“Morì travolta da un carro armato. Gerda Taro, grande fotografa di guerra: il suo compagno Capa l'offuscò”
In questa intervista ci descrive l'importanza della fotoreporter Monica Poggi, co-curatrice di una mostra sulla coppia di fotoreporter al via al Centro Camera di Torino per San Valentino. La regista Alina Marazzi gira in film su Gerda dal libro di Helena Janeczek
Amore, guerra contro fascismo e nazismo, fotografia: intorno a queste dimensioni del vivere si può leggere la vicenda della fotografa Gerda Taro, all’anagrafe Gerta Pohorylle, nata a Stoccarda nel 1911 in una famiglia ebrea di origine polacca e morta ad appena 26 anni durante la Guerra civile di Spagna, nel 1937, quando cadde da un camion in ritirata e fu travolta da un carro armato. Era in terra spagnola, come fotografa di guerra e dalla parte dei repubblicani, insieme al suo compagno e fotografo Robert Capa, che a sua volta morirà raccontando una guerra quando saltò in aria su una mina in Vietnam nel 1954. Si erano conosciuti e amati in una Parigi effervescente tra ideali politici progressisti e i movimenti delle Avanguardie artistiche per gettarsi nel conflitto spagnolo e sostenere la causa repubblicana fino al tragico epilogo.

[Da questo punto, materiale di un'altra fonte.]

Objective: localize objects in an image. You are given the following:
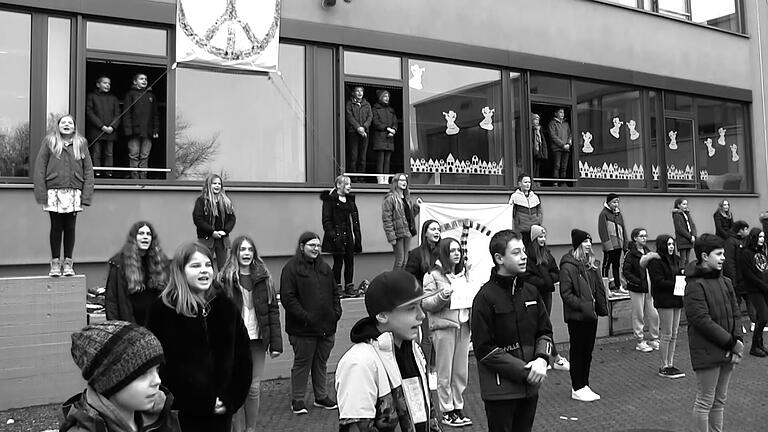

“Robert Capa e Gerda Taro: la fotografia, l’amore, la guerra” è la mostra con 120 scatti con cui il Centro Camera di Torino curata dal suo direttore artistico Walter Guadagnini e da Monica Poggi ricostruisce quella storia di passione amorosa e civile focalizzandosi in buona parte sull’attività rischiosissima di fotoreporter nella guerra spagnola. Non a caso la rassegna apre per San Valentino, il 14 febbraio, per chiudersi il 2 giugno, festa della nostra Repubblica. Ne parla a Tiscali Cultura Monica Poggi, curatrice del centro torinese di fotografia. Prima però diamo notizia di due iniziative.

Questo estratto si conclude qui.